The New Testament's stand is clear and strong: "Marriage is honourable among all, and the bed undefiled, but fornicators and adulterers God will judge" (Hebrews 13:4).
We had all better make sure that we do not commit adultery. The punishment under Jesus will be much worse for us than it was under Moses...
"Anyone who rejected Moses's law dies without mercy on the testimony of two or three witnesses. Of how much worse punishment do you suppose one will be thought worthy who has trampled the Son of God underfoot...?" (Hebrews 10:28-29).
Fornication, including adultery, is singled out by the Holy Spirit as different to all other sins. It violates your body which belongs to God (1Corinthians 6:18-20). Worse, it is an exceptional sin against a marriage (Matthew 5:32).
If, on account of that sin, a divorce takes place, the marriage is destroyed before its time. Nothing but death should destroy a marriage, but adultery usurps the power of death. An adulterer destroys his marriage as surely as though he murdered his wife.
Certainly Jesus will forgive the sin of adultery for the penitent as he will forgive any other sin. Do not think, however, that he has left a loophole in God’s law. Do not imagine that you can repent of adultery, and be forgiven, without a genuine determination never to commit adultery again...
"If we go on sinning wilfully after receiving a knowledge of the truth, there remains no more a sacrifice for sins, but a certain fearful expectation of judgment and fiery indignation..." (Hebrews 10:26-27).
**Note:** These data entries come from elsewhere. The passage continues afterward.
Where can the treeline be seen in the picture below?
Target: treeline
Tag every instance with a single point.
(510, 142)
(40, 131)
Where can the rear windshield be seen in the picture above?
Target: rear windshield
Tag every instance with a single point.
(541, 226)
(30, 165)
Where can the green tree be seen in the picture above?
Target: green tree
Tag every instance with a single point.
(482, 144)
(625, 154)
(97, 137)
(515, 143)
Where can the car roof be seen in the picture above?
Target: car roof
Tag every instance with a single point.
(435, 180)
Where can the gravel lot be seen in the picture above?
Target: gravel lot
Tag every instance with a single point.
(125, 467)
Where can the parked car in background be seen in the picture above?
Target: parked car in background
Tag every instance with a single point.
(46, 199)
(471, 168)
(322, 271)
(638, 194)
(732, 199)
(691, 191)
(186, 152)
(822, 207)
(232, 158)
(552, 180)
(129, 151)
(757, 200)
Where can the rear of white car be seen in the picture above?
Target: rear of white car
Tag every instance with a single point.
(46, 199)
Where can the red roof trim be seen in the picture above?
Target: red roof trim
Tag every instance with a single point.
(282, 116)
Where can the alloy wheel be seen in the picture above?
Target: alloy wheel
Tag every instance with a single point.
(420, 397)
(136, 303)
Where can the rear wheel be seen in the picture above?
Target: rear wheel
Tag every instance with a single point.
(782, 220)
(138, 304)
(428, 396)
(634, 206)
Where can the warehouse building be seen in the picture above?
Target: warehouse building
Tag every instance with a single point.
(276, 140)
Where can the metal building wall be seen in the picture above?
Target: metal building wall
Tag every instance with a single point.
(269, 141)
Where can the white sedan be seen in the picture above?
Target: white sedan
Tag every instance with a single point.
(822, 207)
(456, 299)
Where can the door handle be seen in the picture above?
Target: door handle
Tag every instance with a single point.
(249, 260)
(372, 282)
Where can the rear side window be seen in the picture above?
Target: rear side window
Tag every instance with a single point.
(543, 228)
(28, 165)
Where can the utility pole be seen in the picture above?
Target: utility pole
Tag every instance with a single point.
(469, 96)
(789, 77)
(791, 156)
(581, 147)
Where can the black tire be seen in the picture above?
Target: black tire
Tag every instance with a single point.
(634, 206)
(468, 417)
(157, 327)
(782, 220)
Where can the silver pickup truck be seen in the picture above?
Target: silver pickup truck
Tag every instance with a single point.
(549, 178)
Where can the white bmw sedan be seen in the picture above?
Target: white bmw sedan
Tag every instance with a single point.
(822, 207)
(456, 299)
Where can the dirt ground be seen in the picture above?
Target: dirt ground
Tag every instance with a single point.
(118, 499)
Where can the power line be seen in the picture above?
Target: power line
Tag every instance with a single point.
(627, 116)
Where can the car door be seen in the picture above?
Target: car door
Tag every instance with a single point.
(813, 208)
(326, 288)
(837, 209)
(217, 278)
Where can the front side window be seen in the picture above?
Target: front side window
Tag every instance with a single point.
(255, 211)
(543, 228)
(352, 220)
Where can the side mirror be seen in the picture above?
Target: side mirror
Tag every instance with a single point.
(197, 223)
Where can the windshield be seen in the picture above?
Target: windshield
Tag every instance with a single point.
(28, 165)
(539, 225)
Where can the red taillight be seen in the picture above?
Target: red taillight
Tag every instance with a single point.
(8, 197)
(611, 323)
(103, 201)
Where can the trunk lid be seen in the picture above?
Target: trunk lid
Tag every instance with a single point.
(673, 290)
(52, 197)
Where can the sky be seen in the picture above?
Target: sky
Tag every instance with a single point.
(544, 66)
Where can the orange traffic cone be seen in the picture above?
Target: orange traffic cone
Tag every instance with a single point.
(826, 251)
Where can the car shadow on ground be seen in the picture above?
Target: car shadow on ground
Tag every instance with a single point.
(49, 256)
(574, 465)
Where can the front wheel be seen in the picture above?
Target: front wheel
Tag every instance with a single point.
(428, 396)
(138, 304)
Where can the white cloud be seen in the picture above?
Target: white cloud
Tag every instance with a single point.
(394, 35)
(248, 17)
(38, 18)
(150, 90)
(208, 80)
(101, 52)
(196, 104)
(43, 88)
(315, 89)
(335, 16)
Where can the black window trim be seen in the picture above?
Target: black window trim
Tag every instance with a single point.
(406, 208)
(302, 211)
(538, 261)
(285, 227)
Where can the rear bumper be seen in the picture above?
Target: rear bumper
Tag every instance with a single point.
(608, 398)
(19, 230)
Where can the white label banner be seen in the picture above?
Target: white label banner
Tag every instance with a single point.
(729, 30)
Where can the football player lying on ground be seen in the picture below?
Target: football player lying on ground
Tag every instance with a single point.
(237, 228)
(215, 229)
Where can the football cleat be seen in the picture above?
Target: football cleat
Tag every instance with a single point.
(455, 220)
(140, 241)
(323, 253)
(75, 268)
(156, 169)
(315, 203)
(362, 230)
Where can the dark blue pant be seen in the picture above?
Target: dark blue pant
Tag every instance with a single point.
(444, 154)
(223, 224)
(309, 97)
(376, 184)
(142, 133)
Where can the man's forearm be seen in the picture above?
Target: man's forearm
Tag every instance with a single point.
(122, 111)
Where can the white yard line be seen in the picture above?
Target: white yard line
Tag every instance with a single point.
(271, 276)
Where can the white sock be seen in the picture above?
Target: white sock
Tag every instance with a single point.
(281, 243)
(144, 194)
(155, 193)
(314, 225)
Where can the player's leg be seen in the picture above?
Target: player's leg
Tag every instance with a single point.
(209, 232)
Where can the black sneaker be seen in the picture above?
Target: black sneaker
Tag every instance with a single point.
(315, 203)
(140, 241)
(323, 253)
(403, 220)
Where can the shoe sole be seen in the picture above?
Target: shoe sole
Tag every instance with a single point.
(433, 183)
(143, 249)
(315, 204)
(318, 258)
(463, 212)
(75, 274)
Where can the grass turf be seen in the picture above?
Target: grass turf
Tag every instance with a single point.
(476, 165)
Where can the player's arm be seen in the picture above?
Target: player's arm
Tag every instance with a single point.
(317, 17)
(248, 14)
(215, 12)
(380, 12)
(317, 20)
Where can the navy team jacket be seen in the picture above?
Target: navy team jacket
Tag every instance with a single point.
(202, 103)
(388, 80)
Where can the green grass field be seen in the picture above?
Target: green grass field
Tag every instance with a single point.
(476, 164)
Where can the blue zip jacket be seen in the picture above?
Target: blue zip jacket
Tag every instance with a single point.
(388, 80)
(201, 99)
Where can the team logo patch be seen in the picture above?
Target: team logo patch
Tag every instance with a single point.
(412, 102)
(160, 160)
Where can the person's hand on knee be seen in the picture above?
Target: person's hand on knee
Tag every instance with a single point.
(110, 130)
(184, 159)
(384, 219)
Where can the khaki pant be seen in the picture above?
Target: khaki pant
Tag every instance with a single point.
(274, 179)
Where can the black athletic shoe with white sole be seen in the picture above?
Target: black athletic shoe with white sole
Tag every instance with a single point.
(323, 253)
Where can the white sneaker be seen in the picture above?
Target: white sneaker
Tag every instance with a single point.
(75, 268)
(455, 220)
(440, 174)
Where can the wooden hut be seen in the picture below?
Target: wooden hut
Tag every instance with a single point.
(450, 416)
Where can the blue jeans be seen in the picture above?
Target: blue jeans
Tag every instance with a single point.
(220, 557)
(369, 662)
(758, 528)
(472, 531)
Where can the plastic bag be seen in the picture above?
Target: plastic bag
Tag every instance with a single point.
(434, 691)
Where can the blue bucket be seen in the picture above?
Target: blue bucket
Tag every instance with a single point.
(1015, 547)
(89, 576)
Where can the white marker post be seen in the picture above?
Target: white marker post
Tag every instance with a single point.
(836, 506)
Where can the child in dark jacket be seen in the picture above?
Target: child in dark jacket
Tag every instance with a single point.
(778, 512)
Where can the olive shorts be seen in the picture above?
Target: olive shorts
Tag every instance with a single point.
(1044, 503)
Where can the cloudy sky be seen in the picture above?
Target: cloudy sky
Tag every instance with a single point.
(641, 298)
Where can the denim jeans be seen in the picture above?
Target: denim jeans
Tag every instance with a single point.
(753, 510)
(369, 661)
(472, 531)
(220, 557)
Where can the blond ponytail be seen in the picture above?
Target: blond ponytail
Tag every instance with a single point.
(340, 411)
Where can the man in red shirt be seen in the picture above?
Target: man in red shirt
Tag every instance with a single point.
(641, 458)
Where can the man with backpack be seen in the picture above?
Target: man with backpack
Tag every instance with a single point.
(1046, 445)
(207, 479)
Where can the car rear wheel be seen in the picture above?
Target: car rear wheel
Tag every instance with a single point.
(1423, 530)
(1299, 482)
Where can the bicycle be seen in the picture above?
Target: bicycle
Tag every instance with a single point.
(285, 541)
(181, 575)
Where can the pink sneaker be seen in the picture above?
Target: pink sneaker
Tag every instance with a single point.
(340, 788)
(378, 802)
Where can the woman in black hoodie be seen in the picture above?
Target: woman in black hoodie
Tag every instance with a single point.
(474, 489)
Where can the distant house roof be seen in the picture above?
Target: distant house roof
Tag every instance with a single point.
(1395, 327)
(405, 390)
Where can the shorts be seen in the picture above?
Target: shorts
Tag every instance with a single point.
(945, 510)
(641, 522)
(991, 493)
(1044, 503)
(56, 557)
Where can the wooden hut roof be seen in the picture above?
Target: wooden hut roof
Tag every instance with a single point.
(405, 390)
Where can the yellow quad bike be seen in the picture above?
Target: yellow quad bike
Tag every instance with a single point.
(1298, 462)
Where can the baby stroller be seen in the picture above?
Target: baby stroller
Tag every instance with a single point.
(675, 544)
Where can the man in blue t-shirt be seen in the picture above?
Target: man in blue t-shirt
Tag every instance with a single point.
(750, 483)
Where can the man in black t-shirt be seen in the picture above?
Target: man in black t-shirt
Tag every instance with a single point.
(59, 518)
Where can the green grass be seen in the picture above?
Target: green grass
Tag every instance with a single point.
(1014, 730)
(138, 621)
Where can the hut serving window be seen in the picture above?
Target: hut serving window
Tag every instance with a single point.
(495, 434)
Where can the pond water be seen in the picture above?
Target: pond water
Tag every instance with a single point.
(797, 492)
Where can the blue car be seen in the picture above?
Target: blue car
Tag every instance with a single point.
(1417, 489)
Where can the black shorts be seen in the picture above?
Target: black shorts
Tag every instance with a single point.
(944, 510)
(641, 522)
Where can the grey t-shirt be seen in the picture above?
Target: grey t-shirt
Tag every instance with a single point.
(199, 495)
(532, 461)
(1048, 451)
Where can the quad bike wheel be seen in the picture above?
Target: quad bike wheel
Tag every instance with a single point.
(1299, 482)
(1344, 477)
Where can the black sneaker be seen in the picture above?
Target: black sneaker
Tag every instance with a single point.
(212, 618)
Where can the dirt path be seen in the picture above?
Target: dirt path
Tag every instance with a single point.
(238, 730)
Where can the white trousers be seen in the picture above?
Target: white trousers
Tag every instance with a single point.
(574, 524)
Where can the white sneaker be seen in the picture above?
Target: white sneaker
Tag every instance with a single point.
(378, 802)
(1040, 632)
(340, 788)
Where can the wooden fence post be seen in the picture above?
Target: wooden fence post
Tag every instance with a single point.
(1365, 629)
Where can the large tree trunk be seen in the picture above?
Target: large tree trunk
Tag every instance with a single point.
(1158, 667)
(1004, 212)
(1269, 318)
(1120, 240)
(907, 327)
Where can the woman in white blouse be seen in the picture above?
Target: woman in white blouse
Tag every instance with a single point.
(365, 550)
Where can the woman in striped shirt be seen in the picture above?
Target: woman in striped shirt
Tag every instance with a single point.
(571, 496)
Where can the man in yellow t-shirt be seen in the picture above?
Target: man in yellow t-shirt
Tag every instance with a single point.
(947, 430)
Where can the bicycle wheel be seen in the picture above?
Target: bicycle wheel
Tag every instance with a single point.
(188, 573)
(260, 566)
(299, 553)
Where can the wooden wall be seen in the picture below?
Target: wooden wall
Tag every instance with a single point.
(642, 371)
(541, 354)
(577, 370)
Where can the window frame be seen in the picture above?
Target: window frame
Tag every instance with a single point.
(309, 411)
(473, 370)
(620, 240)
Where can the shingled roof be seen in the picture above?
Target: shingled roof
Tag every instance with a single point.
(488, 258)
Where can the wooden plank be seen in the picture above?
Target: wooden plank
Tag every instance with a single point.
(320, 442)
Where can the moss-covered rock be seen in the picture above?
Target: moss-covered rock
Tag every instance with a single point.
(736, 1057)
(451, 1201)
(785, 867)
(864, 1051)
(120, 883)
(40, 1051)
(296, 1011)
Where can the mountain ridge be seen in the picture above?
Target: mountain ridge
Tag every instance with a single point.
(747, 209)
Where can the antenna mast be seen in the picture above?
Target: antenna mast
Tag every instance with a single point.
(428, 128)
You need to know this: "Be not deceived. God is not mocked. For whatever a man sows, that he will also reap. For he who sows to his flesh will of the flesh reap corruption..." (Galatians 6:7-8).
David committed adultery with Bathsheba the wife of one of his loyal soldiers, Uriah the Hittite. Bathsheba became pregnant to David. David tried a deception to make it look as though the baby was Uriah's, but the ruse failed. So then David contrived to get Uriah killed in battle, and that treachery succeeded.
Nathan the prophet condemned David. God took the child of the union —the baby boy died in David's stead, even though David had begged God to let the boy live. David was later genuinely and truly sorry for his adultery and its shocking consequences.
God showed mercy to David by forgiving him his sin (2Samuel 11 & 12).. David's prayer for forgiveness is recorded in the Psalms (Psalms 51:1-17). If you are genuine like David, God will forgive you too.
If God will forgive adultery, should any man or woman be unwilling to forgive? We are to "forgive those who trespass against us" (Matthew 6:12,14 Knox).
Of course some who commit adultery have no remorse or repentance. They have no wish to be forgiven by the husband or wife they have sinned against. On the other hand, some victims of adultery have no mercy. They have no wish to forgive and be reconciled (Ephesians 4:31-32).
Instead these victims divorce the adulterer and assert it was their “right” to do so. Adultery is not easy to forgive. Nevertheless, forgiveness, reconciliation, and restoration of the marriage, if at all possible, should be one’s first aim. Divorce should be the very, very last resort.